Taxing the Rich

Niels Veldhuis of the Fraser Institute takes me to task today in a Letter to the Editor in response to the story, ‘Tax the rich more in Canada, study urges” (Nanaimo Daily News, Dec. 12).

He claims that “the story focusing on the report by Canadian Labour Congress economist Andrew Jackson is seriously misleading… the report conveniently ignores the impact of state and provincial income taxes.”

In fact,  the small section of my study addressing this issue  acknowledges that “state income taxes in the US are generally lower than provincial taxes.”

The point I did make was that very high income New York City taxpayers- the heavy-hitters on Wall Street – have to pay a state and city income tax which, on top of the top US federal rate of 35%, is enough to bring them to a combined rate of 50%.

3 comments

  • I just wanted to quickly add that given the recent across the board corporate tax cuts that Harper and crew announced in the recent mini-budget, one would think that this should provide more traction for taxing the rich.
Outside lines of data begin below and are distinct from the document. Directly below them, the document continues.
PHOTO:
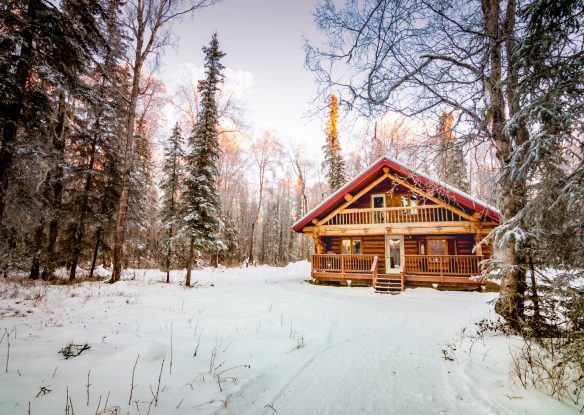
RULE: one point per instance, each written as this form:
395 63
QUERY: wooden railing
457 265
344 264
409 214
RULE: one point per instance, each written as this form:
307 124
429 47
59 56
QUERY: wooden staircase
387 284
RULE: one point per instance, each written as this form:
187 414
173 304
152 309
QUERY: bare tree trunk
35 269
120 230
57 190
168 257
510 302
95 251
190 262
79 230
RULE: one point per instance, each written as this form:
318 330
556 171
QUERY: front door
394 250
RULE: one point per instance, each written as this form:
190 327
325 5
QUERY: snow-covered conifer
201 202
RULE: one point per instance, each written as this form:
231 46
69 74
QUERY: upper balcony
395 215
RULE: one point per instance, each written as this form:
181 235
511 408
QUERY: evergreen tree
142 197
201 209
333 164
95 143
451 165
171 187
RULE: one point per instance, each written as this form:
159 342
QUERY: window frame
373 196
351 246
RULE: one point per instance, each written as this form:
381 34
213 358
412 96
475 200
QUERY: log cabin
392 227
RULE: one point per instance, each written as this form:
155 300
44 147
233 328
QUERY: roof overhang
447 192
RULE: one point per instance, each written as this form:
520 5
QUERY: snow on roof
446 190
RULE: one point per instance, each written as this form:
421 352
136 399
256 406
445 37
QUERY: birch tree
148 22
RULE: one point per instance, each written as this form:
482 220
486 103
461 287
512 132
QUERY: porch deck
414 269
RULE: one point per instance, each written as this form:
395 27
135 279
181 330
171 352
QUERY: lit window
351 246
356 247
378 201
346 247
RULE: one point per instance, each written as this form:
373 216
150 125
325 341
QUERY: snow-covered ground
266 342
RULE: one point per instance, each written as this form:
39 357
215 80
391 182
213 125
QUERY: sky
263 42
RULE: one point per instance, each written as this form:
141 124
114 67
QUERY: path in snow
311 349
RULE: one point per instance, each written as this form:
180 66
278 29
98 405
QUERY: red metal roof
448 192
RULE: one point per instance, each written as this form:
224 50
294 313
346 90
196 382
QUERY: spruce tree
451 166
171 187
333 164
201 209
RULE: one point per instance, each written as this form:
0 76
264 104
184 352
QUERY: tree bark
510 302
79 229
95 251
120 230
56 197
14 109
190 262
    Isn’t this the standard rational behind these business tax cuts, reduce on the business end and increase on the personal end. So okay, get at it and lets start taxing those high incomes stemming from business investments and ownership. Oops- hold on, most of that is in off shore accounts, registered in other countries or is sheltered by a plethora of high priced tax lawyers and accountants- jumping those personally earned investment through every loophole and meandering around even the most feared and mightiest of tax collectors.
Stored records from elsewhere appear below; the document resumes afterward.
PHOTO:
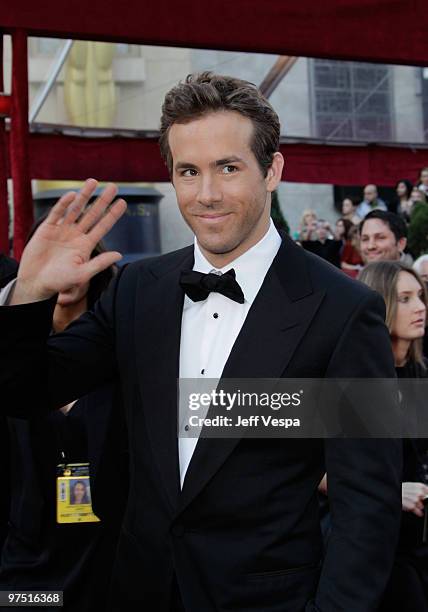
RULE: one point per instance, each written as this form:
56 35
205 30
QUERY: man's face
221 191
424 177
322 231
370 193
378 242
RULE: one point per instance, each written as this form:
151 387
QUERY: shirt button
178 530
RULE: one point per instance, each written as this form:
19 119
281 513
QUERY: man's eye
189 172
229 169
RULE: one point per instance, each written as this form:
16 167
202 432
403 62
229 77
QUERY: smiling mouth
213 218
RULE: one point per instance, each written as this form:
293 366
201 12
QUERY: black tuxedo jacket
243 533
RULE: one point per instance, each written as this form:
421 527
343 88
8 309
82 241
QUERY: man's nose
209 191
    And of course taxing the rich is counterintuitive isn’t it, as the typical “don’t tax the rich” argument that pervades the discourse goes , the rich are the ones that need to have large disposable incomes so they can invest and create jobs for the rest of us. Right, so even if we could find those rich incomes and get them out of their sheltered darkened hiding spots, the rest of us would not enjoy these high quality jobs that seemingly pervade our labour force because altruistic investors would not provide that steady even flow of productive investment into the brick and mortar of your local high quality/ highly innovative Canadian company.

    Andrew you speak such blasphemy!

  • Look out! Technicality! Technicality!

    Is it just me or does it look like Veldhuis is just grasping for straws here?

  • The Fraser Institute’s form letter, which overlooks American municipal income taxes, appears in today’s Windsor Star.